Go in the main entrance of the park at 23700 S.E. Flaming Geyser Road Auburn, WA 98092. You do need a Discover Pass to park, there is a station where you can buy a day pass at the entrance. Once you drive in, you will see parking on your left and a sign with “Flaming Geyser” and an arrow pointing right. Turn right and follow the road all the way to the end. Park in the lot (don’t forget to display your Discover Pass) and the trail starts at the far end of the parking lot.
Pass the Steelhead Conditioning pond. The kids might want to check it out, I didn’t see any fish when I was there.
Next you can check out the area that has the Flaming Geyser. We didn’t see any flame, but I’ve heard that there is sometimes a tiny one burning. The flaming and bubbling geysers were both created when coal miners drilling for coal hit pockets of methane. Back then, it is said that the flame shot up 25 feet!
For the bubbling geyser, there is a series of wooden steps to get to the viewing platform. It’s a bit steep– but this will be the only climb in this hike. Once you get to the platform, which is built over Christie’s creek, you will have to watch the water for a few minutes and have some patience, but you will see bubbles coming up. The forest on the way is also beautiful, lots of interesting trees and hanging moss.

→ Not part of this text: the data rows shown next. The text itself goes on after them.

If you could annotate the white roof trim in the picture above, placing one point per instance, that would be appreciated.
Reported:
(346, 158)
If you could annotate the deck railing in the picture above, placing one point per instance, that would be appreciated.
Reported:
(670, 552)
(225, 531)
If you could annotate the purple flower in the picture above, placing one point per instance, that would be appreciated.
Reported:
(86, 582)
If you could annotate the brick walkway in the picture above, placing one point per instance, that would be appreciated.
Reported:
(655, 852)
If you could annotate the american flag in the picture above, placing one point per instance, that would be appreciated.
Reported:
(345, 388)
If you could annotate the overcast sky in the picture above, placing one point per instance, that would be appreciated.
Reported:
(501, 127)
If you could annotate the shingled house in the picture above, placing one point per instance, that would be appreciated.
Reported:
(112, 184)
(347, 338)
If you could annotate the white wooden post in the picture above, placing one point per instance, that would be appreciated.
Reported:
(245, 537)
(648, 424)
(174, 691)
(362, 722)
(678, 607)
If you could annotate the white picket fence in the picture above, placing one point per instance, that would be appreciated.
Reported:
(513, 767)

The trail narrows and winds through the forest. You will see some peek-a-boo views of the river along the way. There are several turn offs to get to the river, we turned left at a path that was marked by some big rocks and went down to the riverbank.
After you’ve enjoyed the river view, just make a U-turn and head back the way you came for a 2.5 mile hike.
Once you get back to the bubbling and flaming geyser signs, cross the bridge and hang a right to walk along a paved path by the river with some interpretive signs about the salmon and steelhead trout.
Once you are done, there is lots of open, grassy area for playing, picnic tables, a kid’s play set for climbing and real bathrooms!